Si aujourd´hui encore on a du mal à réhabiliter l´homme, l´œuvre est toujours aussi vivante. La faim est le roman qui a définitivement assis sa réputation de grand écrivain. Publié en norvégien en 1890, il fut traduit en français en 1895. Il est disponible dans la collection Biblio du Livre de poche, comme d´ailleurs la plupart des livres de l´auteur. Le héros est un jeune intellectuel qui lutte quotidiennement pour se nourrir ou pour garder une petite chambre d´ordinaire infecte. Parfois, il réussit à faire accepter ses textes par le directeur d´un quotidien qui souvent lui avance de petits acomptes. Pourtant, errant en quête d´une pièce pour pouvoir manger, il s´en débarrasse, la donnant au premier venu, comme si les pièces lui brûlaient les mains. La faim est le livre de la déchéance physique et psychologique, de quelqu´un qui, malgré la misère et le malheur, refuse de sombrer dans la mendicité. Un livre à lire de nos jours, pour que l´on comprenne ce qu´était à l´époque le vrai dénuement. Les autres livres de Hamsun à signaler (si tant est que l´on puisse considérer que dans l´œuvre de cet écrivain il y ait vraiment des livres plus importants que d´autres) sont Mystères (1892) ; Pan (1894) ; Victoria (1898) ou Sous le soleil d´automne (1906), des romans où il décrit avec une indiscutable maestria les angoisses qui secouent des figures à la personnalité hors du commun, vivant fréquemment en marge de la société, ou plongés dans un exil intérieur.

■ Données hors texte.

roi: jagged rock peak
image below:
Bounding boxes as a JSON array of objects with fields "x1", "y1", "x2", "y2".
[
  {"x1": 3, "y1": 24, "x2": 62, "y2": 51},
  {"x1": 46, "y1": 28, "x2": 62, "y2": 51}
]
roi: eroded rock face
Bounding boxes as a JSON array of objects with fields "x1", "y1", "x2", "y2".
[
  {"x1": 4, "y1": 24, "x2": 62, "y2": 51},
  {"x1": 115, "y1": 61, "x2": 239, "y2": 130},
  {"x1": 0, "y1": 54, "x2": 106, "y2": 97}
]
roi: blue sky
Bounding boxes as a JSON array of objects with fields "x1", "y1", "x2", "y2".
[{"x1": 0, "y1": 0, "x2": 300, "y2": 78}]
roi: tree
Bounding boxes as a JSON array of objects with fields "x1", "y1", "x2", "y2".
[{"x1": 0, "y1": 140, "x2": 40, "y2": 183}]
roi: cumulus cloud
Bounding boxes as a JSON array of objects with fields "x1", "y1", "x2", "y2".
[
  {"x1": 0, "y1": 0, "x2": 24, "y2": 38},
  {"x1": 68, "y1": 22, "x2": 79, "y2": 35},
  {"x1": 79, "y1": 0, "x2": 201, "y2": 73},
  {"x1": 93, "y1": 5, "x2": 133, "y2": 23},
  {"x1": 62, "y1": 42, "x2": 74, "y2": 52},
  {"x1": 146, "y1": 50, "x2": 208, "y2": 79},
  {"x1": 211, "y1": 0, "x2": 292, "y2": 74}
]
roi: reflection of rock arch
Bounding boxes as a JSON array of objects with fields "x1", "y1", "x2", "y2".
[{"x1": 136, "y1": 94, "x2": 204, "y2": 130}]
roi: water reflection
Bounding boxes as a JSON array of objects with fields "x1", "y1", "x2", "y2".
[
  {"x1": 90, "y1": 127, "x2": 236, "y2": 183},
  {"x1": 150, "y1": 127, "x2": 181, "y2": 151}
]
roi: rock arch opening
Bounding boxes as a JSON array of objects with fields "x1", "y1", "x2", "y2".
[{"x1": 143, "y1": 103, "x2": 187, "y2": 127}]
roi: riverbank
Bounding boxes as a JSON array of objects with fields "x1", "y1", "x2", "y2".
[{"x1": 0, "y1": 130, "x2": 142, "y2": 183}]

L´importance de Knut Hamsun dans la littérature du vingtième siècle est condensée dans un commentaire de Isaac Bashevis Singer que l´on peut retrouver dans la préface à l´édition américaine de La faim : «Hamsun est à tout point de vue le père de la littérature moderne par sa subjectivité, son impressionnisme, son usage de la rétrospection et son lyrisme (…). Toute la littérature moderne de ce siècle prend sa source chez Hamsun»».